# Greedy pigeons



## Remus (Feb 10, 2011)

We always put food out for the birds, seeds and fatballs usually, I'm getting fed up with seeing greedy pigeons eating everything to the detriment of 'proper' birds. One pigeon will eat as much as 20 small birds. What can be done to stop the pigeons (flying rats)? Food is distributed in various ways, bird station, ground feeder, scattered on lawn etc, so one of those covers that keeps pigeons off would only have limited use. Sadly, Mrs R won't let me have a gun otherwise the problem would have been solved long ago.


----------



## Chausson (Oct 17, 2006)

Hi
We have the same issue, I have a BB pistol does not harm them but they take no notice anyway so it's a case of seeing them off when you can. The other thing we have found is that they appear to be on the increase and like you they eat everything and anything.


Ron


----------



## motormouth (Jul 3, 2010)

We never put feed on the ground and sweep up any spillages from the bird table every night. Don't want those walking rats in our garden thanks.
Only way really is to use the covers which only allow smallish birds onto the table.
Our problem is the starlings who consume a huge amount and make such a mess.
Birdwatch weekend coming soon so missus will be taking part.


----------



## pippin (Nov 15, 2007)

_like you they eat everything and anything. _

Are you suggesting that Mr & Mrs Remus eat bird food? :lol:


----------



## peedee (May 10, 2005)

Put everything in hanging bird feeders, it doesn't stop the starlings but does stop the pigeons eating everything. Starlings are not so bad as the pigeons and there aren't so many of them in this area.
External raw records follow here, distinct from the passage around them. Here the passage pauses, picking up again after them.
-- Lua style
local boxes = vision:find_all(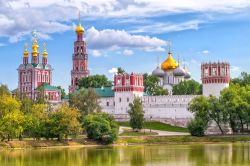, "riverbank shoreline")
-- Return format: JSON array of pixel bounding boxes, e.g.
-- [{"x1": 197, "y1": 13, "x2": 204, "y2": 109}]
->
[{"x1": 0, "y1": 135, "x2": 250, "y2": 149}]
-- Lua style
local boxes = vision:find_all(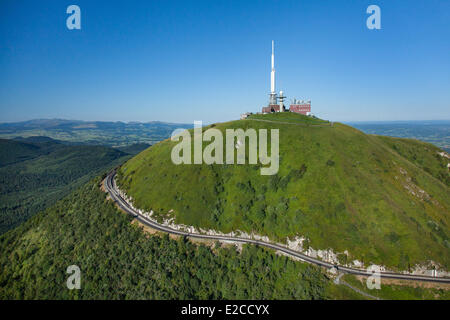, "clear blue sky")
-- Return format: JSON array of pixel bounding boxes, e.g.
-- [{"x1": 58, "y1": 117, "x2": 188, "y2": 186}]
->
[{"x1": 0, "y1": 0, "x2": 450, "y2": 122}]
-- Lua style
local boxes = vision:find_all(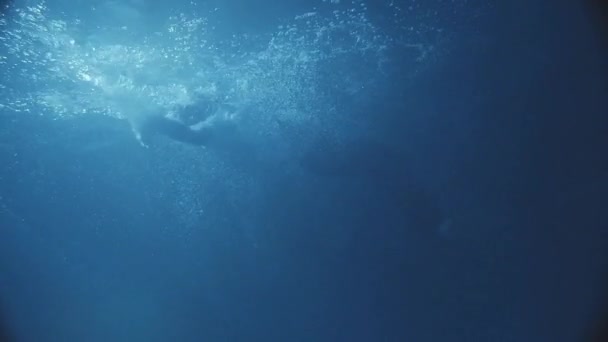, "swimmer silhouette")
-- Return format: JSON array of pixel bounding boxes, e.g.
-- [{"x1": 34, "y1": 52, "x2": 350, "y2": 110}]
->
[{"x1": 131, "y1": 101, "x2": 236, "y2": 146}]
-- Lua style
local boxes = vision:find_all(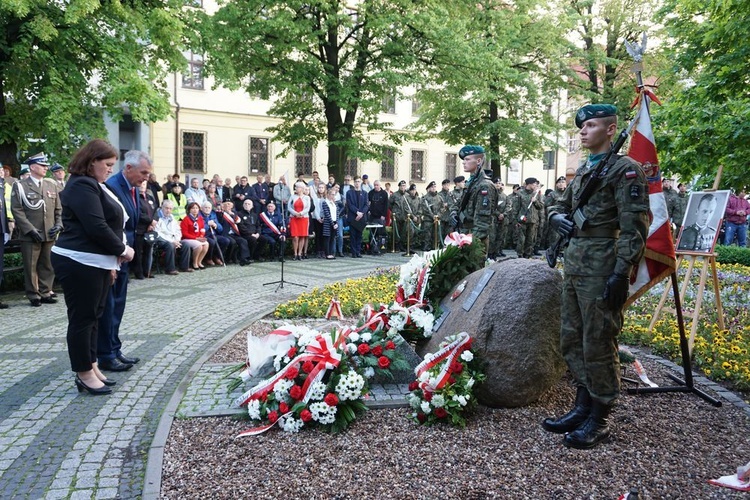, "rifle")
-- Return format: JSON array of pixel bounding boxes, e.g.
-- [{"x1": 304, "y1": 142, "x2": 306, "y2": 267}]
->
[{"x1": 544, "y1": 115, "x2": 638, "y2": 268}]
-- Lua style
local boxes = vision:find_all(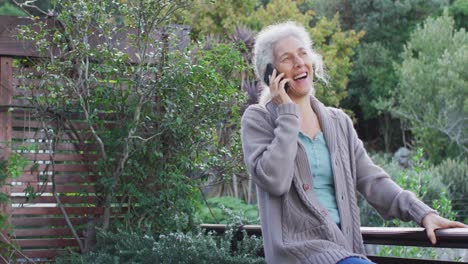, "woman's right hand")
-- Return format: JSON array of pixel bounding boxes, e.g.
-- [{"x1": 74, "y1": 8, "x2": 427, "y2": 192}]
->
[{"x1": 270, "y1": 69, "x2": 293, "y2": 104}]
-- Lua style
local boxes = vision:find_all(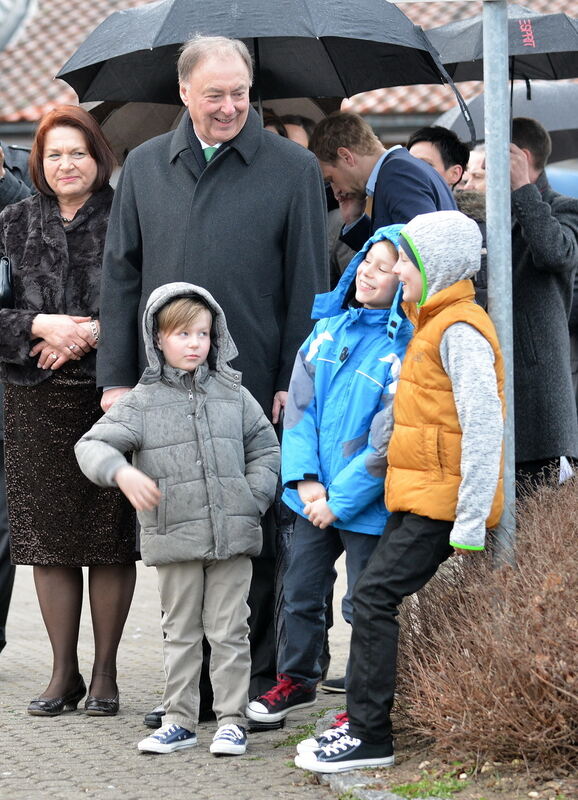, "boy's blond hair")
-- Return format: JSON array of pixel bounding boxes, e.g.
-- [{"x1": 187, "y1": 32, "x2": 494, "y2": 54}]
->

Just had a flock of fieldfare descend on the garden and strip the remaining holly berries off the bushes. They come every year and that is all they ever feed on. Once the berries have gone you never see them again

peedee


----------



## tonyt (May 25, 2005)

We have a similar problem.

We have a small, roofed bird table and I boxed in all 4 sides with small guage mesh wire, cutting a small opening for the smaller birds to get inside.

Works a treat for the small birds once they get used to it - frustrates the nuts off the pigeons!


----------